Is filmmaking really all about the money? To the precious artistes that make it, that‘s a no, most especially from the self-possessed creator of the highly un-lucrative new film mother!Darren Aronofsky. He’s unperturbed by the less-than-lustrous box-office returns on the opening weekend of his new allegorical fever nightmare, but what of his studio overlords? The people ponying up the money usually have a vested interest in seeing some of it come back, and someone at Paramount must be displeased with the film’s paltry $7.5 million opening weekend. Right? Wrong!

Far from hanging the film out to dry, Paramount’s top brass has leapt to darin’ Darren’s defense. The Hollywood Reporter ran an item containing a quote from the studio’s worldwide president of marketing and distribution, Megan Colligan, and she had her man’s back. Colligan wrote:

This movie is very audacious and brave. You are talking about a director at the top of his game, and an actress at the top her game. They made a movie that was intended to be bold. Everyone wants original filmmaking, and everyone celebrates Netflix when they tell a story no one else wants to tell. This is our version. We don’t want all movies to be safe. And it’s okay if some people don’t like it.
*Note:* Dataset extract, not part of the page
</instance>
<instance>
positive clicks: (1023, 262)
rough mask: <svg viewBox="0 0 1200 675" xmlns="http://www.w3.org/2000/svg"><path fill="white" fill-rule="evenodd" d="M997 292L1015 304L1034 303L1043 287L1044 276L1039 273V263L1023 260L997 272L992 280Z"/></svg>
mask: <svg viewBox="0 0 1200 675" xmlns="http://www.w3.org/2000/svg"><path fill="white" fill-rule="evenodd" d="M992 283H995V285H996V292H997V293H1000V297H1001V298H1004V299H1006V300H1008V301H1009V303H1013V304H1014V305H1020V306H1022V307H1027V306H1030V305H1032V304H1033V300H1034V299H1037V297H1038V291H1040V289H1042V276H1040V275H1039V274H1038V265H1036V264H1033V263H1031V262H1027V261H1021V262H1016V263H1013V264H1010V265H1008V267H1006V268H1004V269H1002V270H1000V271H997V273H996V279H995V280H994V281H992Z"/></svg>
My first instinct is to say something snippy, maybe about how showbiz types often use “brave” as a coded diss, but this is actually a pretty heartening sentiment. “We don’t want all movies to be safe and it’s okay if some people don‘t like it” is a phrase we’ve been begging to hear from increasingly hidebound studios leaning more heavily than ever on franchises and remakes. Studios ought to be taking risks like mother!; love him or hate him, you cannot deny that Aronofsky goes for it with a madman dedication that’s been in perilously short supply around the studio system. (Though the question of how this philosophy may work out for Paramount persists; they’ve already faceplanted on Monster Trucks, Rings, and Ghost in the Shell, and the two big awards-friendly releases left on their docket for the year are Suburbicon and Downsizing, both of which are quite bad. So we’ll see where their noble spirit gets them.)